Epic comeback for Johnson

When the qualifier from Corsica took the first two sets from Steve Johnson on Tuesday and raced out to a 4-0 lead in the third, the rabid, pro-French crowd on Court 7 couldn't believe its good fortune. Even as dusk visited the grounds and Johnson leveled the match, the fans cheered and clapped for Frenchman Laurent Lokoli. It was past 9:30 p.m. when they suspended the match with Johnson leading 3-1.

As sometimes happens, the day after the night before was full of pain and remorse. On Wednesday, Johnson never gave the crowd a chance to lift Lokoli's spirits and went on to win 4-6, 6-7 (7), 7-6 (3), 6-3, 6-3. Elapsed time: 3 hours, 57 minutes.

It was the 24-year-old Californian's first five-set win in a Grand Slam. And he saved two match points in the third set against the No. 444-ranked player on the ATP Tour.

"Wasn't looking bright two sets and 4-love down," Johnson said. "You know, I just kept fighting. Last week in Nice I had match points, served for the match three times and lost to [Dominic] Thiem in the first round.

"So I knew you're not out of it until you're out of it. It was just kind of a learning experience last week, and I used it this week and just kept fighting."

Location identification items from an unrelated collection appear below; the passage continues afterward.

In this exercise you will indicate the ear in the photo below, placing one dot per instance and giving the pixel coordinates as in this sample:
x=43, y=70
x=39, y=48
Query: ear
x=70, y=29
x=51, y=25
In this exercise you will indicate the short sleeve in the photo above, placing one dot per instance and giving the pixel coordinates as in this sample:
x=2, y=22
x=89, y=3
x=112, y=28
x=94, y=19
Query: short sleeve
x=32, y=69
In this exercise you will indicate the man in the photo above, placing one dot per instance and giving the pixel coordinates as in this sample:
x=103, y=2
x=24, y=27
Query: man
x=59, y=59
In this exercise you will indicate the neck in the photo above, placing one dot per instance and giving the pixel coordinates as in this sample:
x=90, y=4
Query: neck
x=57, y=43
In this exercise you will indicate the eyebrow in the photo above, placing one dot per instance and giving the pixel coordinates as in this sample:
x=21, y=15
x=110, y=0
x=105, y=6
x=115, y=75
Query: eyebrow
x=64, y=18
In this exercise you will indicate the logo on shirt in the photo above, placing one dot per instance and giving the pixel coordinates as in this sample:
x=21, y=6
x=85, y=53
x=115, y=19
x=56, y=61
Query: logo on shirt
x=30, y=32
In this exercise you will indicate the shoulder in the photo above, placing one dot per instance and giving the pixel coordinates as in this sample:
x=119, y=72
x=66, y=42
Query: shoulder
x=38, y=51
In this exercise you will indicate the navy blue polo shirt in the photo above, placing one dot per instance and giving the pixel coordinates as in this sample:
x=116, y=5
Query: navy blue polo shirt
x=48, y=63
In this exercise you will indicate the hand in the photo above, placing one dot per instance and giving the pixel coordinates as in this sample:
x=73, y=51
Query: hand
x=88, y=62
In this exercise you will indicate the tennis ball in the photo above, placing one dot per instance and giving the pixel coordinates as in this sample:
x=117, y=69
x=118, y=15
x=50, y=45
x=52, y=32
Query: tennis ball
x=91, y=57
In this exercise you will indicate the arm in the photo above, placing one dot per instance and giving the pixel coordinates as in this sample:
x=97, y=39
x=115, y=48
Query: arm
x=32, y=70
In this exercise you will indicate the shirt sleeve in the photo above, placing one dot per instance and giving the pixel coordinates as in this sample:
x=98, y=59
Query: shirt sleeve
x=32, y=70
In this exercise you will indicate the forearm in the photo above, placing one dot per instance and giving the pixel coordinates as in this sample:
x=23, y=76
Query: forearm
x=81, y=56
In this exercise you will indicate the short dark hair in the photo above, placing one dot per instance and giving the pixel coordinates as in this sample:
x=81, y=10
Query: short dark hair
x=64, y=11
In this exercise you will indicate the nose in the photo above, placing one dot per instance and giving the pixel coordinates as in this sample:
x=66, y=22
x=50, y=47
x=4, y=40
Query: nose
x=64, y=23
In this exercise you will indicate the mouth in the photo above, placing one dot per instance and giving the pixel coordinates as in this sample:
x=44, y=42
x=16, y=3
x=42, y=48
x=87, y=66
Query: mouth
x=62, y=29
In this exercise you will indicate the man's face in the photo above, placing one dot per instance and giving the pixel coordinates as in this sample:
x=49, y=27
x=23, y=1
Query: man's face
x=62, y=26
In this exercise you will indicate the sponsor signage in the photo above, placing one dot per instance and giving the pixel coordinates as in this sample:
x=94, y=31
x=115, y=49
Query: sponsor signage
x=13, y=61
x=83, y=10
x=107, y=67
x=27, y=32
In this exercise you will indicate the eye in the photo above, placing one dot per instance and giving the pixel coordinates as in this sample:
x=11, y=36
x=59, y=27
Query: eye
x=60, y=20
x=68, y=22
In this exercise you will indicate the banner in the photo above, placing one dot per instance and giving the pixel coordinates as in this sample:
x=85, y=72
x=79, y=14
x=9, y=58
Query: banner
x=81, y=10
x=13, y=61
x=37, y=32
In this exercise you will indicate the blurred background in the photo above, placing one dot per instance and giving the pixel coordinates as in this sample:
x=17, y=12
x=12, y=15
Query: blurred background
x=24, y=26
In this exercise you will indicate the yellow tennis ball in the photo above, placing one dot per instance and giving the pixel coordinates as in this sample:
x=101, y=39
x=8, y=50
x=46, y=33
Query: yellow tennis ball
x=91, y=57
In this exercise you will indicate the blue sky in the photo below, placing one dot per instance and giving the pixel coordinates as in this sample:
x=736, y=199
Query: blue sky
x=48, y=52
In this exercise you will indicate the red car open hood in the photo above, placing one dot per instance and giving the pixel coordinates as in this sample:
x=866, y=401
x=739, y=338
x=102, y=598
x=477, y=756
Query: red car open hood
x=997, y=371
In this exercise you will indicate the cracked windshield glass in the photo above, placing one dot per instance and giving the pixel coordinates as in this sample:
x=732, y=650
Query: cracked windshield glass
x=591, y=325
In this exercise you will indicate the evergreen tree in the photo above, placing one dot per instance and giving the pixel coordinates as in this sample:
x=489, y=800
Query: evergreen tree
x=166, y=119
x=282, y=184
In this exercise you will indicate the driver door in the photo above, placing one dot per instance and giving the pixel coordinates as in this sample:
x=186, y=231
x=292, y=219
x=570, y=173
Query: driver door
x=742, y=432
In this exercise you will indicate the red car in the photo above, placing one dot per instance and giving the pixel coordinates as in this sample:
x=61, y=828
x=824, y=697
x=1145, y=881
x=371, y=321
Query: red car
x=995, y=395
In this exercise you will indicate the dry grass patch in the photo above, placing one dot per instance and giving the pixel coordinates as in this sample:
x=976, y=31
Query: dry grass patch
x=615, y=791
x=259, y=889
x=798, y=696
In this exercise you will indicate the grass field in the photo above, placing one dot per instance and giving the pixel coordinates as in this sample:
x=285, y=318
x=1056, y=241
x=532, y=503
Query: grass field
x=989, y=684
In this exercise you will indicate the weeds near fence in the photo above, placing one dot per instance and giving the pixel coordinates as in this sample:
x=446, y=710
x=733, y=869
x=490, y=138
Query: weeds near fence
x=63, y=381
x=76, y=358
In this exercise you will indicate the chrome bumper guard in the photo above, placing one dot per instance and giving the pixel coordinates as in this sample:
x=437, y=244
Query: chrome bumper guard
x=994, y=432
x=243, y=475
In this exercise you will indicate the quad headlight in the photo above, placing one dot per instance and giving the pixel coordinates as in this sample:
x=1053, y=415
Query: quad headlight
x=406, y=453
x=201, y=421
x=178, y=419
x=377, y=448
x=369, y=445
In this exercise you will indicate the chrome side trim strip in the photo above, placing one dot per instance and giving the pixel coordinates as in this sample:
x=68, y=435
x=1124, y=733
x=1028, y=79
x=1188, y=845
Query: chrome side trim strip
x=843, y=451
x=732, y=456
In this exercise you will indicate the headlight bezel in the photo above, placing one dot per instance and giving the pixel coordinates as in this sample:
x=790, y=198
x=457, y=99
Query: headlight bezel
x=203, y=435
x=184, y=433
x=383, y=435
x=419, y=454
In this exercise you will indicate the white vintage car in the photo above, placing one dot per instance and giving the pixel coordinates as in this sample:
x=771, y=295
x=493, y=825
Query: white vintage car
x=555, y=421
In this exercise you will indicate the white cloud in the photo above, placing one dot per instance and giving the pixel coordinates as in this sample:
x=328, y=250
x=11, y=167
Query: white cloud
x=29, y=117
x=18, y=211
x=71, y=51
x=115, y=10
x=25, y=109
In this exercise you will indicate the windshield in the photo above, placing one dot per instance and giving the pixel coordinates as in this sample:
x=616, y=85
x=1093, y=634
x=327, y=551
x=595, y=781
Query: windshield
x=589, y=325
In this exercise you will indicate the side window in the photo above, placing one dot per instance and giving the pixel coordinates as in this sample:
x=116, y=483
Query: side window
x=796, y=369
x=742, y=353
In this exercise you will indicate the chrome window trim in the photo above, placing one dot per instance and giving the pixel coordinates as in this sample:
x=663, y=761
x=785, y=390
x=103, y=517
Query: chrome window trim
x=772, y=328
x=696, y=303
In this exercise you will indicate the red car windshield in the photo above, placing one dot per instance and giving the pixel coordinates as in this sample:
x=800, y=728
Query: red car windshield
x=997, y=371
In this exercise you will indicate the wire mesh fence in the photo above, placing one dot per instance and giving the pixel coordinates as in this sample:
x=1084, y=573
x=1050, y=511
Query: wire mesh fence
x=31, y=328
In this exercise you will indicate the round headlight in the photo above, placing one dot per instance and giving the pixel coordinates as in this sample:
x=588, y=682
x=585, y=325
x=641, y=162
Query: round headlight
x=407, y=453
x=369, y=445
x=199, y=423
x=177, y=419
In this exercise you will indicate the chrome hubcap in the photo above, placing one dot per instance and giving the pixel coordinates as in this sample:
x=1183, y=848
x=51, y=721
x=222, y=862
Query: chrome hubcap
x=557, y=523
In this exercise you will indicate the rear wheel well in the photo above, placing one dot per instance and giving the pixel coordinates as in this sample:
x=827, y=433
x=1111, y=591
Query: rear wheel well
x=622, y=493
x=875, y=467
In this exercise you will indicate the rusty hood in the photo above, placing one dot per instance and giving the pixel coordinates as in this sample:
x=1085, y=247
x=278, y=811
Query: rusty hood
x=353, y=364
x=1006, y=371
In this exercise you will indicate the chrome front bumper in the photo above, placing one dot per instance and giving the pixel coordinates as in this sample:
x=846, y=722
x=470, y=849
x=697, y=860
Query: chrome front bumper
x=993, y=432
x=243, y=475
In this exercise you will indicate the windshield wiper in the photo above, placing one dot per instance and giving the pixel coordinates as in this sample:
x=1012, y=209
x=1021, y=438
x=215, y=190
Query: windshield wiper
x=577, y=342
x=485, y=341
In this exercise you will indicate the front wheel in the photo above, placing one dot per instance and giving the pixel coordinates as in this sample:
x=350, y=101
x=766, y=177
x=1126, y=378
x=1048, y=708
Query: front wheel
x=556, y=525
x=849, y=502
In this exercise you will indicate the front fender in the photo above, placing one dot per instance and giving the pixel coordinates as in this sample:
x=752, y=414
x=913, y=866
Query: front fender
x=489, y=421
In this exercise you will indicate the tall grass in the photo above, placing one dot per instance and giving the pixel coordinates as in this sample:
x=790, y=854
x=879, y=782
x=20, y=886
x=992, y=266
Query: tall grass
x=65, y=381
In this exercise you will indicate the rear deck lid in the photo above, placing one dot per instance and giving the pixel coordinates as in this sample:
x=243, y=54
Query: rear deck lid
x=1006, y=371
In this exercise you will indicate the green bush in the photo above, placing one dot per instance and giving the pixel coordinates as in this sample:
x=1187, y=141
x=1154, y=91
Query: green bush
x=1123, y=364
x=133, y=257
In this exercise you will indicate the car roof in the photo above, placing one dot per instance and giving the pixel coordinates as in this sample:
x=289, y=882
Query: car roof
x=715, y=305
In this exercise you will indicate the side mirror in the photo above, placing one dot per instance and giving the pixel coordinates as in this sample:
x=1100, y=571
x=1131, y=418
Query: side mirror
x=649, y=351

Next up is fellow American Jack Sock in a second-round match Thursday.

Up and down for Americans

In other action involving United States players, No. 10 seed John Isner, playing into the twilight against Mikhail Kukushkin, prevailed 6-7 (6), 7-6 (4), 6-3, 7-6 (4). Next up: No. 17 Tommy Robredo in the third round Friday. Sam Querrey lost to No. 31 seed Dmitry Tursunov of Russia, 6-4, 7-5, 6-1 ... Varvara Lepchenko had beaten No. 8 seed Angelique Kerber in the first four career matches they played, going all the way back to an ITF event seven years ago, but has now lost the last two -- both at Roland Garros. This time it was 6-2, 7-5 in an all-lefty match ... The Bryan brothers won their very first Grand Slam doubles title here at Roland Garros in 2003. Ten years later, they repeated as champions. Their defense began Wednesday when they beat Martin Emmrich and Christopher Kas 6-2, 6-2.

Et cetera

Facundo Bagnis, the man who won a fifth set by a record-equaling 18-16 count to reach the second round, was bageled in the final set Wednesday by Ernests Gulbis, who won 6-2, 7-5, 6-0 in a match that required less than two hours ... No. 18 seed Eugenie Bouchard dropped the first set to Julia Goerges but rallied fabulously to win 2-6, 6-2, 6-1 ... No. 6 seed Tomas Berdych dropped the first set but rallied past Aleksandr Nedovyesov 6-7 (4), 6-4, 7-5, 6-3 ... No. 8 seed Milos Raonic beat Jiri Vesely 7-6 (4), 6-4, 6-1 ... No. 9 seed Dominika Cibulkova defeated Tamira Paszek 6-3, 6-4 ... No. 11 seed Sabine Lisicki retired from her match with Mona Barthel trailing 6-1, 3-0 ... No. 3 seed Agnieszka Radwanska handled Karolina Pliskova 6-3, 6-4.